Mais pourquoi cet épisode est-il si bien ?
Parce que Donald Glover
Le choix de plonger le personnage le plus à l'ouest et sûrement le plus drôle de la bande dans ce huis clos destabilisant est très habile. Car lorsque l'épisode commence à pencher dangereusement vers le thriller, on ne sait plus si on doit rire... Glover parvient à semer la zizanie dans notre tête avec cette rencontre surréaliste, au vrai sens du terme. Tellement surréaliste qu'il est impossible d'oublier, même quelques jours après, ce Michael Jackson cauchemardesque. Un personnage vampiresque donc, qui nous dira quelque chose pendant tout l'épisode, qui sera crédité "Teddy Perkins dans son propre rôle" et dont on apprendra, après vérification, ce qu'au fond on savait déjà : il est incarné par nul autre que Donald Glover himself. Un détail qui n'a pas été précisé à Derrick Haywood, l'interprète de Benny, qui, en outre, ignorait complètement le sujet de l'épisode au moment de tourner, ainsi qu'il l'a expliqué au magazine Vulture. Il précise dans l'interview que Glover est resté dans son personnage entre les scènes, qu'il se faisait appeler Teddy sur le tournage et interragissait complètement différemment avec Lakeith Stanfield, l'incroyable interprète de Darius.
Pour la subtilité de son thème
Cette deuxième saison n'est pas sous-titrée "Robbin' season" (la saisons du vol) pour rien : il est question ici d'une enfance volée et qui a façonné la vie de ces deux frères.

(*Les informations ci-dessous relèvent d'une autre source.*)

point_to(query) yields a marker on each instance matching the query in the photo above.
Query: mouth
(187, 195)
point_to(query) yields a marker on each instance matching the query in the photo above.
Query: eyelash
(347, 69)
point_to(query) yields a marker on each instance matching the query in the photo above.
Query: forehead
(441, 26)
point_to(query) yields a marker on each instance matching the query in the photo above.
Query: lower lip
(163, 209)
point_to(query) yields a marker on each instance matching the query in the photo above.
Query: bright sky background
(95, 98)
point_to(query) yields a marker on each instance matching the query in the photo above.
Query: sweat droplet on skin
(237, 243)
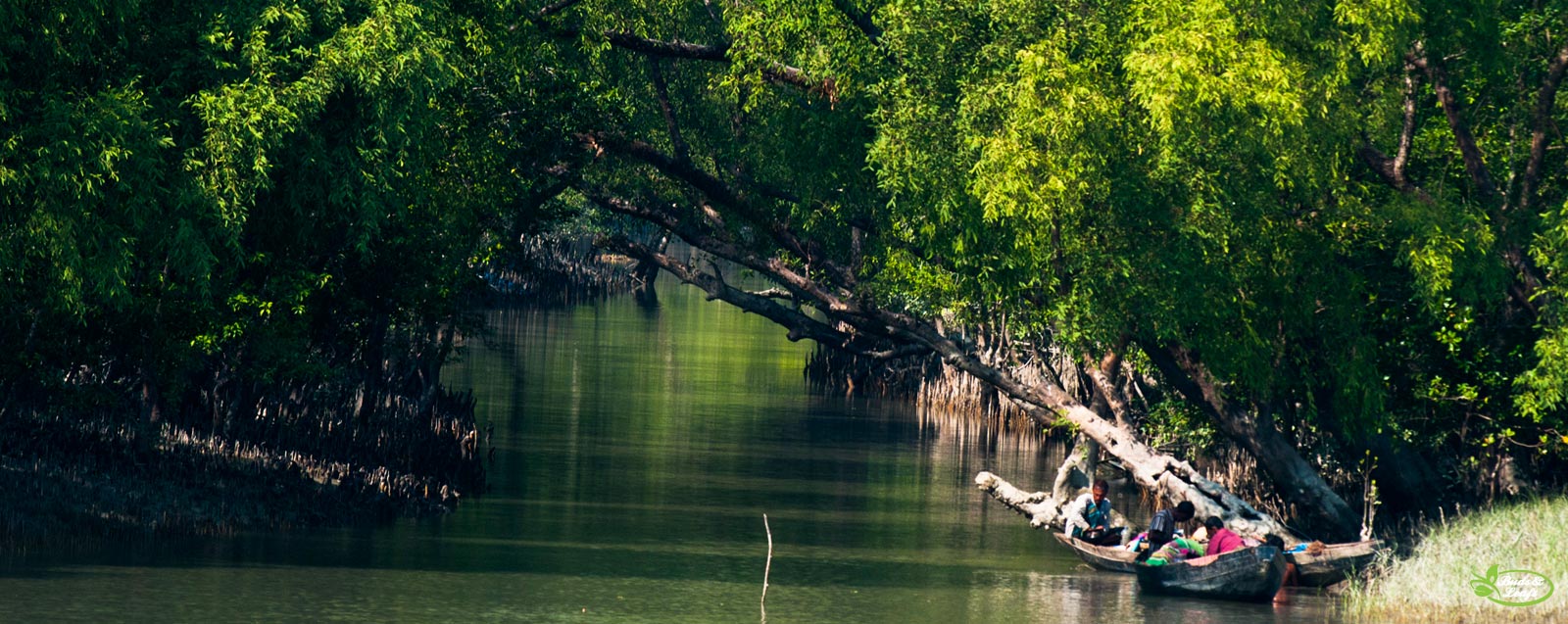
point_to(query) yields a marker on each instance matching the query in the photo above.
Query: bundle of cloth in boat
(1211, 540)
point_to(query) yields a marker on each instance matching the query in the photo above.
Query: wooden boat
(1102, 556)
(1333, 564)
(1247, 574)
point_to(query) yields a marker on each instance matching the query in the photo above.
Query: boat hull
(1102, 556)
(1249, 574)
(1335, 563)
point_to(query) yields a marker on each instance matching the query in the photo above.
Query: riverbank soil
(65, 482)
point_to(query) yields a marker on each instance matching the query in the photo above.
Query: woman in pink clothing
(1220, 538)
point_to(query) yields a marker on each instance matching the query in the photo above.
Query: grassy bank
(1435, 584)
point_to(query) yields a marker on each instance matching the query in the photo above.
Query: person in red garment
(1220, 538)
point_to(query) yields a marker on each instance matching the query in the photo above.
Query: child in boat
(1178, 549)
(1089, 517)
(1162, 527)
(1220, 538)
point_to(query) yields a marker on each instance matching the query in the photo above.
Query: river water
(639, 449)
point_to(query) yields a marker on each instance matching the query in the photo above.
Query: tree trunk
(1045, 402)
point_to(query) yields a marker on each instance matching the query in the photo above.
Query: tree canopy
(1332, 227)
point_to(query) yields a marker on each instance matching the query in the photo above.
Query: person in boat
(1162, 527)
(1282, 596)
(1178, 549)
(1220, 538)
(1089, 517)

Dans la salle consacrée au père de Teddy et Benny, le premier raconte que c'est bien lui qui est à l'origine de tout ce qui leur est arrivé et ce grâce à une éducation stricte. Et de citer une ribambelle de pères de superstars dont la réputation de tyrans n'est plus à faire, Joseph Jackson en tête. Une autorité portée aux nues par sa principale victime, Teddy, qui soulèvera jusqu'au bout qu'il n'y a pas de réussite sans douleur. Une façon pour Donald Glover d'évoquer de façon subtile les difficultés que rencontre la communauté noire pour réussir, en particulier dans l'univers artistique. Quant au choix de Donald Glover de se grimer en blanc, celui-ci n'est pas anodin. Le sujet épineux du "blackface" a été abordé à plusieurs reprises par l'auteur, que ce soit dans l'épisode 5 de la saison 1 dans lequel un acteur noir joue le rôle de Justin Bieber ou dans le reportage sur l'homme qui croit qu'il est blanc dans l'épisode 7 de la même saison. Ce n'est donc pas parce que cet épisode dévie structurellement des précédents que Glover en oublie sa portée politique.
Parce que Get Out
Rappelons qu'il s'agit de la première incursion du showrunner dans le genre du huis clos horrifique. Une réussite indéniable qui relève autant de sa photographie impeccable que de sa majestueuse mise en scène par Hiro Murai. On ne peut évidemment s'empêcher de comparer cet épisode à Get Out sorti en 2017, un thriller brillant qui voyait un jeune noir pris au piège dans une maison appartenant à des blancs. Pour ceux qui l'ignorent, Lakeith Stanfield joue dans le long-métrage de Jordan Peele. Glover lui rend d'ailleurs hommage dans la scène dans laquelle Darius déclare ne pas être fan des photos lorsque Teddy le surprend avec un polaroïd. Dans Get Out, son personnage pète un câble lorsque le héros tente de le photographier discrètement.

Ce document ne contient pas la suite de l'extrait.